La première phase de ces audiences consacrées aux avocats de parties civiles bouleverse toujours, même après huit mois de procès. En quelques mots, les robes noires défilent au pupitre nous conter la vie d’Hugo, celle de Fanny, de Baptiste, de Thomas, de Justine, d’Emmanuel et de tant d’autres encore. Parfois, un poème est lu, un poème que l’on trouvait assez juste pour parler de l’être fauché qui a été tant aimé.

La deuxième phase en revanche, celle que l’on pourrait nommer « plaidoiries à thème » laisse plus pantois.
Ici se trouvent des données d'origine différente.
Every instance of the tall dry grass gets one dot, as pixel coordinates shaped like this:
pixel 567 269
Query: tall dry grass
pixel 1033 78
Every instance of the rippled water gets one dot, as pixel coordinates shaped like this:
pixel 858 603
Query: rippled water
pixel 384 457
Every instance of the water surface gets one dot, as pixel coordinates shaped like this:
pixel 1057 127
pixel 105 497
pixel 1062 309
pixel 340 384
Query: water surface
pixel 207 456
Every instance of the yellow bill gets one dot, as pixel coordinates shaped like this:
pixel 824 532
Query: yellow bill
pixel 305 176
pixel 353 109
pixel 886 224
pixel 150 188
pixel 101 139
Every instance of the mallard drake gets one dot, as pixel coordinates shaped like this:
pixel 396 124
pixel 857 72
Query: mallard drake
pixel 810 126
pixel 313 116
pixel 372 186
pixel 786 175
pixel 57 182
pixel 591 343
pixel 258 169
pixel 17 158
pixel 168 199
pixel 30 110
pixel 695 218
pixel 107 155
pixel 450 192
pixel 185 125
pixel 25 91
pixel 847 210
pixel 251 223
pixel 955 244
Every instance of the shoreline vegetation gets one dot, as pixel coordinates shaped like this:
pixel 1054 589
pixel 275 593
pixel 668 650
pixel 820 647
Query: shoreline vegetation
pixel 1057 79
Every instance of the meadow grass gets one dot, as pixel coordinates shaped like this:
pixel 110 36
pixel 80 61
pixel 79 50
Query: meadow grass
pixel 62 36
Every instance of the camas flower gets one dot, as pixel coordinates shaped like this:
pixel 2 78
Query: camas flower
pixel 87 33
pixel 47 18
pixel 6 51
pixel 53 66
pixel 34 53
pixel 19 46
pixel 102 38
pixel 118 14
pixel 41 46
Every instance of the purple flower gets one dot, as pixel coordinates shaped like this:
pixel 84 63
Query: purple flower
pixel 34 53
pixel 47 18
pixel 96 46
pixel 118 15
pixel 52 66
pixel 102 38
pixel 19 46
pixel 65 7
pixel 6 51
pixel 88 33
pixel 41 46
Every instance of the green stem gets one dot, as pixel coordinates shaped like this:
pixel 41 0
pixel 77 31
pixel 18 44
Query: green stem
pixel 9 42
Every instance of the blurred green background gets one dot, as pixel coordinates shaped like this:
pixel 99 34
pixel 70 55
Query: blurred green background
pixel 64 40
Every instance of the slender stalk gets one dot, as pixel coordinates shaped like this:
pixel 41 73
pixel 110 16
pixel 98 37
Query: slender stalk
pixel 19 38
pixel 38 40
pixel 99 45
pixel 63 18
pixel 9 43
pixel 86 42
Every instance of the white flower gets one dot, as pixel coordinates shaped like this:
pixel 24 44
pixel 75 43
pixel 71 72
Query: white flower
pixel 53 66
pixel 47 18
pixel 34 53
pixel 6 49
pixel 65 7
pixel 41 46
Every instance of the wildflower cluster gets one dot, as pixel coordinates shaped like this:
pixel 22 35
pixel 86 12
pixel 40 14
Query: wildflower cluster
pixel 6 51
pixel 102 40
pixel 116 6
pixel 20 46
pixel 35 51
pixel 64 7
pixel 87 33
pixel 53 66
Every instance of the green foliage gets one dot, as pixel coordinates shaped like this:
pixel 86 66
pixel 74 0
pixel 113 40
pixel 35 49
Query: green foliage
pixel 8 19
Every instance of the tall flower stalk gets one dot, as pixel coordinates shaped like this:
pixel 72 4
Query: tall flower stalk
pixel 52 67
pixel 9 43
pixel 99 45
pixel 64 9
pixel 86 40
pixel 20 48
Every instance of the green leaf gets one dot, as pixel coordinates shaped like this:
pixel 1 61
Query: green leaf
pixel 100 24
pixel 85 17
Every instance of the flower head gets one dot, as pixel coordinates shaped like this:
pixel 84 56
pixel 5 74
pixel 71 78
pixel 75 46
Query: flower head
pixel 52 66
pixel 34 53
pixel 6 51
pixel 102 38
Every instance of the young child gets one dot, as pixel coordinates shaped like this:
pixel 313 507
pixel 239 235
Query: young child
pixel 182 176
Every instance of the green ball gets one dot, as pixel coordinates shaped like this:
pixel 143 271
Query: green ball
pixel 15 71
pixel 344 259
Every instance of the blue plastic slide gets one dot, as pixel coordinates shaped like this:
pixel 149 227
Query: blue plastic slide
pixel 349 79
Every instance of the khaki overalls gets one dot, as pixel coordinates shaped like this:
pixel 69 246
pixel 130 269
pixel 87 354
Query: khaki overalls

Il n’est évidemment pas aisé de développer des sujets tels que « la musique » ou « l’amour » en quelques minutes, mais certains propos laissent plus songer à une copie de philosophie où l’on multiplie les citations qu’autre chose.

Pour autant, la plupart des plaidoiries oscillent entre hommages et matière à penser. Maître Bénédicte Lévy qui plaide sur « La mémoire » citera notamment les différents projets mémoriels qui ont vu le jour après le 13 novembre 2015 : associations, concerts, lieux rebaptisés… Plus que la mémoire usuelle, Me Lévy parlera aussi de « corps mémoires », comme ceux d’Hervé et Walid, touchés par des projectiles au Stade de France, qui se réveillent chaque matin en voulant aller de l’avant, mais qui sont aussitôt freinés par ce que leur rappellent leurs corps.

Viendra ensuite Maître Stéphane Maugendre qui, par sa voix grave, réveillera une salle d’audience qui sombre légèrement. Il craint à juste titre que par leur nombre, les victimes et parties civiles du procès aient perdu leur individualité. Lui aussi s’attellera à glisser des histoires personnelles dans une plaidoirie universelle sur « la liberté de créer ». Goguenard, il arrachera un sourire à tout le monde en appelant le président « Loulou », en référence à Babou, l’une des parties civiles du procès qui a échappé aux gardiens de la révolution en Iran et à Daesh, ici en France, qui réalise des comptes rendus d’audience en dessin. Un sourire bienvenu qui remplace les soupirs entendus sur presque tous les bancs.